Hasta que, en una noche de Natividad, ocurrió algo extraordinario.
El espíritu de San Nicolás regresó a la aldea y se apoderó de la voluntad de los padres, quienes, movidos por una causa extraña y profunda, decidieron continuar con la tradición:
dar regalos a sus hijos la mañana de Navidad. (Historia contando por Erika Villalobos)
Inevitablemente, cada año me emociona diciembre, aunque no siempre fue así. Todo cambió hace 16 años, cuando mi hijo y yo esperábamos a Santa —o al Niño Dios, como diría mi difunta abuela—, o San Nicolás, y comenzamos a construir nuestras propias tradiciones, buscar el árbol, sacar las luces, colgar las esferas sin prisa.
Y no importa desde dónde estés leyendo esto: diciembre nos lleva de regreso al núcleo, a la raíz, a la familia de sangre o adquirida, a los amigos, a ese espacio donde uno vuelve a sentirse abrazado. Hay quienes prefieren pasar estas fechas viajando o en soledad, pero para muchos sigue siendo un tiempo profundamente esperado.
Si yo pudiera describirles la Navidad de la ciudad, podría decirles que está llena de colores.
Luces cálidas, blancas, amarillas, azules, rojas.

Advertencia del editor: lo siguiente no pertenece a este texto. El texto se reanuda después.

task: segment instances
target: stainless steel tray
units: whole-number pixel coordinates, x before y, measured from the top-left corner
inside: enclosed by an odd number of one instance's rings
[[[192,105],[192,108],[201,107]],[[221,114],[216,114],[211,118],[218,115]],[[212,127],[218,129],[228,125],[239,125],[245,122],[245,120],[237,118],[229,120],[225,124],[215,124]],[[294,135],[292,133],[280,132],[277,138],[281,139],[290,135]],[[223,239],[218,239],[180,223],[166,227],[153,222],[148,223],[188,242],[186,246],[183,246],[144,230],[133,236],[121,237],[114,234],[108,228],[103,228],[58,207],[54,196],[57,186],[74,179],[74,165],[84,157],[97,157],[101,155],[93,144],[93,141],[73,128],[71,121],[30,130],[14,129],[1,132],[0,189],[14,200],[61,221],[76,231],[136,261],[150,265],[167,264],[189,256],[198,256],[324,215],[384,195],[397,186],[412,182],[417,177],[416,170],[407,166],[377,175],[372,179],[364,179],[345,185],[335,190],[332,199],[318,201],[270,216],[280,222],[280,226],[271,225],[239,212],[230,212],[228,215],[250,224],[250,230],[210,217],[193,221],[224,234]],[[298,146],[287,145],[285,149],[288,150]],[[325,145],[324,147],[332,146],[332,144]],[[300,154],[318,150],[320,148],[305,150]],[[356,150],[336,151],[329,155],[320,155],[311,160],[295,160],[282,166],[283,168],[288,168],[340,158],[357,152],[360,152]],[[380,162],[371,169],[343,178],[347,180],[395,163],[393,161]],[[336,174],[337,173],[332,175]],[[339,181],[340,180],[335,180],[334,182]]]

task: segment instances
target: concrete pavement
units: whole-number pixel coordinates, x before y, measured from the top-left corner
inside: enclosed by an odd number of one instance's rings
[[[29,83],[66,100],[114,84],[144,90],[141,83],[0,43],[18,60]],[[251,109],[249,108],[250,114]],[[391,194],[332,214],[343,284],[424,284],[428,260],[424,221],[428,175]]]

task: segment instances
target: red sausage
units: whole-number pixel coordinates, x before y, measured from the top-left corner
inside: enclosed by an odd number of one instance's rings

Escarcha por todos lados.
Las avenidas principales se visten de gala con luces gigantes.
Las tiendas y los aparadores rebosan de árboles de Navidad.
Y aun así, hay caos.
Ese caos inevitable, esa mentada colectiva del ajetreo cotidiano.

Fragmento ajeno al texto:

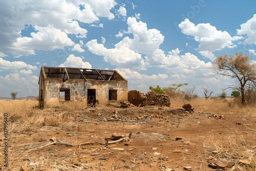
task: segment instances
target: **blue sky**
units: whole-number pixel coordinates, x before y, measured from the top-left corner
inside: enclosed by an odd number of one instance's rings
[[[129,90],[188,83],[214,95],[236,83],[215,58],[256,57],[256,2],[0,2],[0,97],[37,96],[41,66],[116,70]],[[230,95],[230,90],[226,90]]]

Porque siempre tenemos prisa por llegar a algún lado.
Entre las luces de la Ciudad de México, los villancicos, los árboles, la flor de nochebuena que invade cada rincón, las tiendas repletas de regalos y las plazas llenas de “Papás Noel” esperando la foto —una tradición que arrastro desde niña—, todo huele a Navidad.
Para mí, ese olor es manzana y canela.
Con mucha facilidad adoptamos costumbres de otros países.
Somos tan cálidos que no nos importa hacer nuestras las tradiciones extranjeras.
Por eso verán en los balcones muñecos de nieve, chimeneas inexistentes, nieve improvisada, paisajes de hielo.
Todo lo que nos acerque a sentir una Navidad fría… pero llena de amor.
En el centro del país las tradiciones están profundamente arraigadas. La fe mueve multitudes, calles y tiempos. Llegan las posadas, del 16 al 24 de diciembre, recreando el peregrinar de María y José, con ponche, piñatas, aguinaldos y cantos, pidiendo posada hasta ser recibidos.
Todo, para nosotros, tiene un significado.
Aquí, en esta Ciudad de México, todo es Navidad y todo es fiesta.
El ponche, los buñuelos, las garnachas, el Cascanueces, los conciertos navideños, las piñatas, los intercambios, las comidas godín, las compras del mandado para la cena —de eso hablaremos el próximo lunes—… y hasta la cerveza de temporada: la Noche Buena.
Las familias comienzan a reunirse, estamos en vísperas de Navidad, es momento de encontrarnos.
Y quienes no pueden reunirse, siempre encontrarán a un amigo, o tal vez, visitando tumbas, o haciendo oraciones, tal vez solo mandando besos al cielo.
Porque hay algo que, sin duda, nos une:
todos hemos perdido a alguien importante y en estas fechas es inevitable recordar.
Pero esta no es una nota para entristecernos, sino para brindar.
Brindar porque esta preparación para la Navidad esté llena de amor.
Porque el caos se quede afuera de la puerta.
Porque las diferencias sean conciliables.
Porque el amor perdure, no solo este mes, sino toda la vida.
Y antes de que llegue la Noche Buena, un pequeño recordatorio: recuérdenles a los chiquillos hacer su carta a Santa, a la vieja escuela, con lápiz, papel e ilusión.
Mi amiga Mariana les inculca a sus hijos algo precioso: pedir algo que quieran, algo que necesiten y algo para leer.
Y lo que yo hacía con mi hijo era elegir, antes de Navidad, aquellos juguetes que fue olvidando en su adolescencia, para llevarlos a otros pequeñitos.
Juguetes que aún podían dar amor.
¿Recuerdan cuando estaban olvidando a Woody?
En este artículo les comparto, en imágenes, un pedacito de mi ciudad.
De mi diciembre.
De esa época que debería perdurar.
Ya les contaré el año que entra…si Santa me trajo lo que le pedí.